O congresso do PCP realiza-se no Pavilhão Paz e Amizade, em Loures, de 27 a 29 de novembro e a organização reduziu o número de delegados para metade (cerca de 600), com regras de circulação, incluindo o uso de máscara.
A lei do estado de emergência não proíbe reuniões partidárias, estipulando mesmo que "as reuniões dos órgãos estatutários dos partidos, sindicatos e associações profissionais não serão em caso algum proibidas, dissolvidas ou submetidas a autorização prévia".
"A vida tem de continuar", apesar da pandemia
Na entrevista, Jerónimo de Sousa advertiu o Governo de que deverá encontrar "outro caminho" que não acentuar medidas repressivas para combater a pandemia.
Há medidas "que não se entendem" e que "são incoerentes", critica o líder dos comunistas. "Não passo um atestado ao Governo de que está mais virado para a proibição e repressão, não está, mas devia encontrar outro caminho, fazer um esforço para, num quadro de gravidade que todos reconhecemos, encontrar formas de não perder a vida no plano social, no económico e até no plano da esperança", disse.
Para o secretário-geral do PCP, em consequência da estratégia do Governo para conter a pandemia, tem havido uma degradação do exercício de direitos em particular nas empresas e locais de trabalho, além das "sequelas" económicas.
Segundo Jerónimo de Sousa, há hoje "situações de injustiça nas empresas, onde em nome da pandemia se proíbem plenários, se proíbe a intervenção dos representantes dos trabalhadores nessas empresas, que começam a ter dificuldade de fazer face à vida".
"E noutra componente que são os pequenos e médios empresários que estão num sufoco que pode levar à destruição de milhares de empresas", acrescentou, considerando que é tempo de fazer um "balanço" dos resultados objetivos das medidas de contenção da pandemia.
"Uma das perguntas que mais me fazem é: Explique lá isto, por que é que à uma hora da tarde as pessoas tem de ir para casa?", contou o líder comunista, admitindo é uma pergunta de "resposta difícil" e que compete ao Executivo explicar o significado dessas medidas.
O pior que pode acontecer, advertiu, é "alimentar as campanhas do medo" e optar por "uma resposta resvaladiça limitando as liberdades". "O que receio é que se desenvolva uma campanha que agite o medo, fundamentalmente sustentada na ideia do medo e não na pedagogia da proteção", criticou, defendendo a ideia de que "a vida tem de continuar" apesar da pandemia.
É cedo para escrever memórias
Jerónimo de Sousa admitiu, implicitamente, continuar como secretário-geral do PCP no congresso de Loures, e disse que ainda é cedo para escrever as suas memórias.
"Eu hoje não estaria em condições de escrever um livro de memórias.
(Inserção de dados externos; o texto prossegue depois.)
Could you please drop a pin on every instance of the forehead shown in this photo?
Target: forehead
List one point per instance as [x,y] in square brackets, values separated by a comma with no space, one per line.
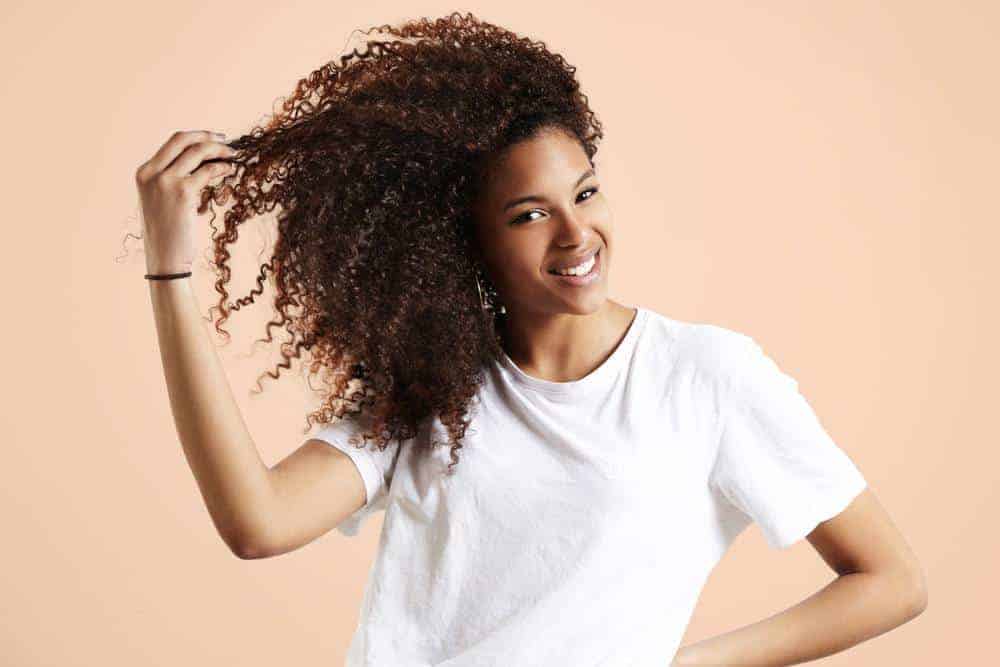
[546,162]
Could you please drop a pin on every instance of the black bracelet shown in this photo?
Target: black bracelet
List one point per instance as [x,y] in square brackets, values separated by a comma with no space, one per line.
[167,276]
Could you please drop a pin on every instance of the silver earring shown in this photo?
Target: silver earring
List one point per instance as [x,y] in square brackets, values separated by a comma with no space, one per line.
[492,298]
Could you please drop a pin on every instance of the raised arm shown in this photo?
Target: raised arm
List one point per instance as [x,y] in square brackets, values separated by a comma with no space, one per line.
[257,511]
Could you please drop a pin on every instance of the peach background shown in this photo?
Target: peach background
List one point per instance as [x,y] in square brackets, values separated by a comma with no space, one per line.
[821,176]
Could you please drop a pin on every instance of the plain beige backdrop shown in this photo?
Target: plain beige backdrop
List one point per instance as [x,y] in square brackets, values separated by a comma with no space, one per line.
[819,175]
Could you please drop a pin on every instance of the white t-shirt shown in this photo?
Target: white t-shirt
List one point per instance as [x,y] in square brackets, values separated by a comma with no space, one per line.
[584,517]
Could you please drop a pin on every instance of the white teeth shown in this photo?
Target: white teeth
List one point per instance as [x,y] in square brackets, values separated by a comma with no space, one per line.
[579,269]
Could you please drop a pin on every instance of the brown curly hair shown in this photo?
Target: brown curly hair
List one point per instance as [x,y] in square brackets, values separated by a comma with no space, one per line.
[373,165]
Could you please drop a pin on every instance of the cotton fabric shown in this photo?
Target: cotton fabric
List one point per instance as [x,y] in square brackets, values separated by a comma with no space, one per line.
[584,517]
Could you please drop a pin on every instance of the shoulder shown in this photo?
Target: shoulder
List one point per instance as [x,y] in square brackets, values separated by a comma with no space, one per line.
[723,357]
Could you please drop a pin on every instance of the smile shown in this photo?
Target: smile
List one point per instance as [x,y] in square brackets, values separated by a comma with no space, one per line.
[594,265]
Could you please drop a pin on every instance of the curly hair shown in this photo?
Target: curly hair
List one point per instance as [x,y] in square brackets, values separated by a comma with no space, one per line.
[373,165]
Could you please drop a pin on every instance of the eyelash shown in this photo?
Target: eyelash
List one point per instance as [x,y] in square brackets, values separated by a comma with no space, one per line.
[518,219]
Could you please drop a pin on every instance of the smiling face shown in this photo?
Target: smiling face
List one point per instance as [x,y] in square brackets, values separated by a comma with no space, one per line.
[541,207]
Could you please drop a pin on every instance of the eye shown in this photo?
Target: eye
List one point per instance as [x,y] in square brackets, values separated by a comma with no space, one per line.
[521,217]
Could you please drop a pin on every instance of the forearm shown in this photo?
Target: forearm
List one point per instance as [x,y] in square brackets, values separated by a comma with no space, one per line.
[851,609]
[231,476]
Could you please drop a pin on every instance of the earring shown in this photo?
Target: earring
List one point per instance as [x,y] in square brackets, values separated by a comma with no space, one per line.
[492,298]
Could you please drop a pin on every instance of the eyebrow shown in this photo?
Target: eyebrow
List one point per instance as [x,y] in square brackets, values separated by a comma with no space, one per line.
[520,200]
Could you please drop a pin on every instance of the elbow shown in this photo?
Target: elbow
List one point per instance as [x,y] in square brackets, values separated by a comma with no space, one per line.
[918,602]
[247,547]
[249,551]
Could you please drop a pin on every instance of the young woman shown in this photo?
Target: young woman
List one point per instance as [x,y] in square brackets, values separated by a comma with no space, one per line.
[560,472]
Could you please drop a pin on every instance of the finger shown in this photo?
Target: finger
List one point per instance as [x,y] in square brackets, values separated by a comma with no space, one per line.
[206,172]
[175,145]
[192,156]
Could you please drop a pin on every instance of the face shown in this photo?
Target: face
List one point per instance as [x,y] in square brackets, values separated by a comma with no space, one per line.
[541,208]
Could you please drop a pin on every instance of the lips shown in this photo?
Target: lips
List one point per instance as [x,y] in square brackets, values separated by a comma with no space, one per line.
[575,262]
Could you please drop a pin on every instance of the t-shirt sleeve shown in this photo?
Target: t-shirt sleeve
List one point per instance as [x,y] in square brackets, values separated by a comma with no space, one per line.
[376,467]
[775,461]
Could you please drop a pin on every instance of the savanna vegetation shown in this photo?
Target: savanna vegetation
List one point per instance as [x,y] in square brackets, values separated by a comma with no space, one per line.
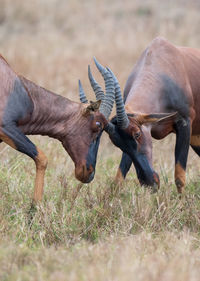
[95,231]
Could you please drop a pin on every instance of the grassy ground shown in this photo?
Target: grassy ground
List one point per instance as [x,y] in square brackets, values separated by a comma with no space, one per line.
[95,231]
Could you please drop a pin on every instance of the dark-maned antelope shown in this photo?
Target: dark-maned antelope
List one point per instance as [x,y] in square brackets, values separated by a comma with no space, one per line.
[26,108]
[162,96]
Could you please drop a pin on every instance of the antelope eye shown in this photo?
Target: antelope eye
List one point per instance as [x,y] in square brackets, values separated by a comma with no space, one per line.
[98,124]
[137,135]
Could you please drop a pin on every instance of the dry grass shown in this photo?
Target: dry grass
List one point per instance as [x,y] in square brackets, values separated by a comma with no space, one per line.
[97,232]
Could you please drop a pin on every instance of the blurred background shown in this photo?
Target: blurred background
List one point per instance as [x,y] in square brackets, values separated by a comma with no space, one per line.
[51,42]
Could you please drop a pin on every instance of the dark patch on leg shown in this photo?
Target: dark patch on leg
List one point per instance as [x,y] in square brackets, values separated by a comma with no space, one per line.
[196,149]
[182,128]
[123,169]
[125,164]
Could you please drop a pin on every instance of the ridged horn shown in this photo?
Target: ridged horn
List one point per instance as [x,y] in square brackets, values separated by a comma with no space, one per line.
[107,104]
[82,95]
[122,118]
[95,86]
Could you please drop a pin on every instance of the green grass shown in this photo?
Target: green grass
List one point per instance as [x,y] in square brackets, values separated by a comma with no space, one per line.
[82,234]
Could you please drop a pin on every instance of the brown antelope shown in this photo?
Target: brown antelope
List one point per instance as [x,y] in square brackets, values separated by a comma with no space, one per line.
[29,109]
[162,96]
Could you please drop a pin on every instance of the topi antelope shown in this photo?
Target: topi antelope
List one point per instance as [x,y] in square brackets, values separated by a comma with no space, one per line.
[27,109]
[162,96]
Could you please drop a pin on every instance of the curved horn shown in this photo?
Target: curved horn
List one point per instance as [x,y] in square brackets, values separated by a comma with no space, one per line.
[107,104]
[82,95]
[122,118]
[95,86]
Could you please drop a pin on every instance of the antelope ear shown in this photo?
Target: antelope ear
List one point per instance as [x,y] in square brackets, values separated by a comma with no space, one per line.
[92,107]
[156,117]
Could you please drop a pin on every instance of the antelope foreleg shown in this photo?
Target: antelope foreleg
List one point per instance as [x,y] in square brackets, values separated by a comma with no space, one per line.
[123,169]
[41,164]
[182,128]
[17,140]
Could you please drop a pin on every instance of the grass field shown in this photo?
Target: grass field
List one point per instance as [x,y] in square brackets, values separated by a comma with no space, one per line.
[95,231]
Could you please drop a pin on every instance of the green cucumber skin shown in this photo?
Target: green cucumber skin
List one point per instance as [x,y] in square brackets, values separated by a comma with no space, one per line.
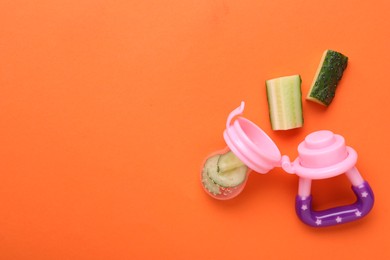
[324,88]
Continuo a pensar que meu futuro, seja como secretário-geral seja como membro do comité central ou como militante, é ainda a olhar para frente. Continuo com mais projeto do que memória", afirmou, na entrevista à Lusa.
Aos 73 anos, o líder dos comunistas afirma, com um sorriso, que, apesar das leis da vida, se tem "aguentado muito bem", mas remete a decisão quanto à escolha do secretário-geral para o comité central a eleger no congresso nacional do próximo fim de semana.